This repository implements DSSD : Deconvolutional Single Shot Detector. The code were borrowed heavily from SSD. The things I did was the DSSD network definition, including the backbone of resnet101, deconvolutional module, and the prediction modules. Code for training, distributed training, dataset loading and data augmention is the same as lufficc's SSD. Thanks @lufficc for his great job.
It is worth mentioning that I changed the DSSD321
to DSSD320
and DSSD513
to DSSD512
to fit pytorch convolution and deconvolution modules. The mAP will not be affected at all. In fact, I get a higher mAP than paper!
- Python3
- PyTorch 1.0 or higher
- yacs
- Vizer
- GCC >= 4.9
- OpenCV
git clone https://github.com/ZQPei/DSSD.git
cd DSSD
#Required packages
pip install -r requirements.txt
If your torchvision >= 0.3.0, nms build is not needed! We also provide a python-like nms, but is very slower than build-version.

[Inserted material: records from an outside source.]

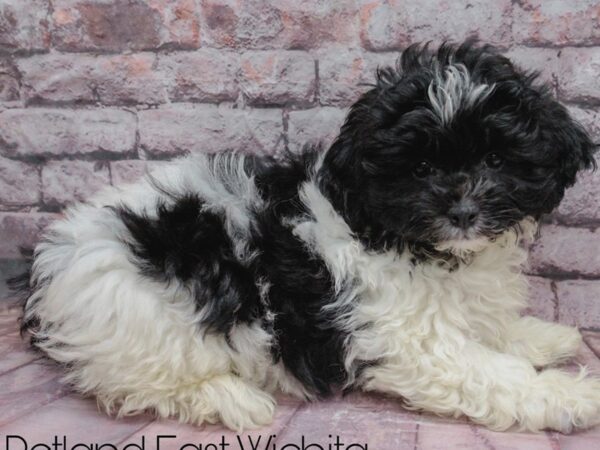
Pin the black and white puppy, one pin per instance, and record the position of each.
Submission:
(390, 262)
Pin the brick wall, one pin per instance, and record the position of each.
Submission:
(90, 91)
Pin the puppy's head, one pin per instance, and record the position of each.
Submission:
(451, 148)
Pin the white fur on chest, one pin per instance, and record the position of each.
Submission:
(400, 310)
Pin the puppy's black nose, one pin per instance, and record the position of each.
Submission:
(463, 215)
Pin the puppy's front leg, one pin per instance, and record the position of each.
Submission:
(494, 389)
(542, 343)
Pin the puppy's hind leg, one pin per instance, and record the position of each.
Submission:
(494, 389)
(226, 398)
(542, 343)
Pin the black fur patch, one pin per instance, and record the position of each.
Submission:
(188, 244)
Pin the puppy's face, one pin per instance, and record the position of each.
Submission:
(455, 147)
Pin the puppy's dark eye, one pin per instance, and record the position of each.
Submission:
(423, 169)
(493, 160)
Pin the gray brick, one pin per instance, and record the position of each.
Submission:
(578, 302)
(313, 126)
(562, 250)
(287, 24)
(59, 132)
(578, 75)
(21, 230)
(389, 25)
(557, 22)
(278, 78)
(19, 184)
(24, 25)
(82, 78)
(117, 25)
(181, 128)
(65, 182)
(207, 75)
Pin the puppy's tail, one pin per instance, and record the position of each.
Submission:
(21, 289)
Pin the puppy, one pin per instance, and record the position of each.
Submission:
(390, 262)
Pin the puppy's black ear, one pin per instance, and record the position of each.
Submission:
(574, 147)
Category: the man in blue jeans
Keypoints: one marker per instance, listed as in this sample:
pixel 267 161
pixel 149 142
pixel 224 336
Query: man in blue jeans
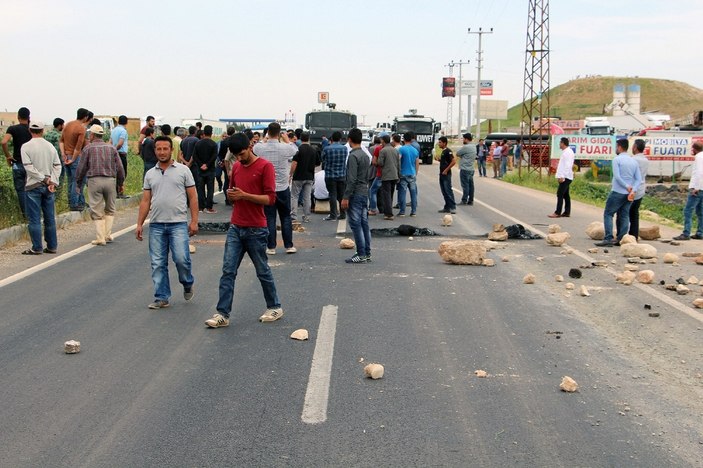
pixel 694 203
pixel 251 187
pixel 169 192
pixel 355 198
pixel 626 181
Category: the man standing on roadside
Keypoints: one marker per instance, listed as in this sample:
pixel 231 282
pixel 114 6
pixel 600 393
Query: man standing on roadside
pixel 43 167
pixel 467 158
pixel 252 186
pixel 626 181
pixel 446 162
pixel 118 138
pixel 205 155
pixel 565 175
pixel 355 199
pixel 278 153
pixel 169 191
pixel 101 165
pixel 72 142
pixel 20 135
pixel 694 203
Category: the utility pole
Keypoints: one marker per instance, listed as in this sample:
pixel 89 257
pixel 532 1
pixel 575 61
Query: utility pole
pixel 480 33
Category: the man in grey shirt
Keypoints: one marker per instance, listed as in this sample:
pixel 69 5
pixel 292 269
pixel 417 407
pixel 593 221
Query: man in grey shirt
pixel 467 156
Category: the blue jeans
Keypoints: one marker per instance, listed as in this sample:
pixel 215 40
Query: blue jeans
pixel 74 199
pixel 467 185
pixel 40 202
pixel 359 224
pixel 373 194
pixel 616 203
pixel 694 203
pixel 411 184
pixel 19 179
pixel 241 240
pixel 282 206
pixel 445 185
pixel 165 237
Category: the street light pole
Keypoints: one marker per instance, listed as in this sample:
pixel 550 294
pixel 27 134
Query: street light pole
pixel 480 33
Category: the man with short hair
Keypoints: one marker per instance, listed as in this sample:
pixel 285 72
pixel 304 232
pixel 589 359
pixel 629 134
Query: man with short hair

# For faster inference you need to build nms, this is needed when evaluating. Only training doesn't need this.
cd ext
python build.py build_ext develop
For Pascal VOC dataset, make the folder structure like this:
VOC_ROOT
|__ VOC2007
|_ JPEGImages
|_ Annotations
|_ ImageSets
|_ SegmentationClass
|__ VOC2012
|_ JPEGImages
|_ Annotations
|_ ImageSets
|_ SegmentationClass
|__ ...
Where VOC_ROOT
default is datasets
folder in current project, you can create symlinks to datasets
or export VOC_ROOT="/path/to/voc_root"
.
For COCO dataset, make the folder structure like this:
COCO_ROOT
|__ annotations
|_ instances_valminusminival2014.json
|_ instances_minival2014.json
|_ instances_train2014.json
|_ instances_val2014.json
|_ ...
|__ train2014
|_ <im-1-name>.jpg
|_ ...
|_ <im-N-name>.jpg
|__ val2014
|_ <im-1-name>.jpg
|_ ...
|_ <im-N-name>.jpg
|__ ...
Where COCO_ROOT
default is datasets
folder in current project, you can create symlinks to datasets
or export COCO_ROOT="/path/to/coco_root"
.
# edit script file
vi scripts/resnet101_dssd320_voc0712_single_gpu.sh
# change line 2 export VOC_ROOT="/data/pzq/voc/VOCdevkit" to your path of VOC dataset.
# do the same change to the rest scripts file.
# for example, train DSSD320 on VOC:
sh scripts/resnet101_dssd320_voc0712_single_gpu.sh
# for example, train DSSD320 with 4 GPUs:
sh scripts/resnet101_dssd320_voc0712_multi_gpu.sh
# for example, evaluate DSSD320:
python test.py --config-file configs/resnet101_dssd320_voc0712.yaml
# for example, evaluate DSSD320 with 4 GPUs:
export NGPUS=4
python -m torch.distributed.launch --nproc_per_node=$NGPUS test.py --config-file configs/resnet101_dssd320_voc0712.yaml
Predicting image in a folder is simple:
python demo.py --config-file configs/resnet101_dssd320_voc0712.yaml --images_dir demo --ckpt [ckpt_path]
If you want to add your custom components, please see DEVELOP_GUIDE.md for more details.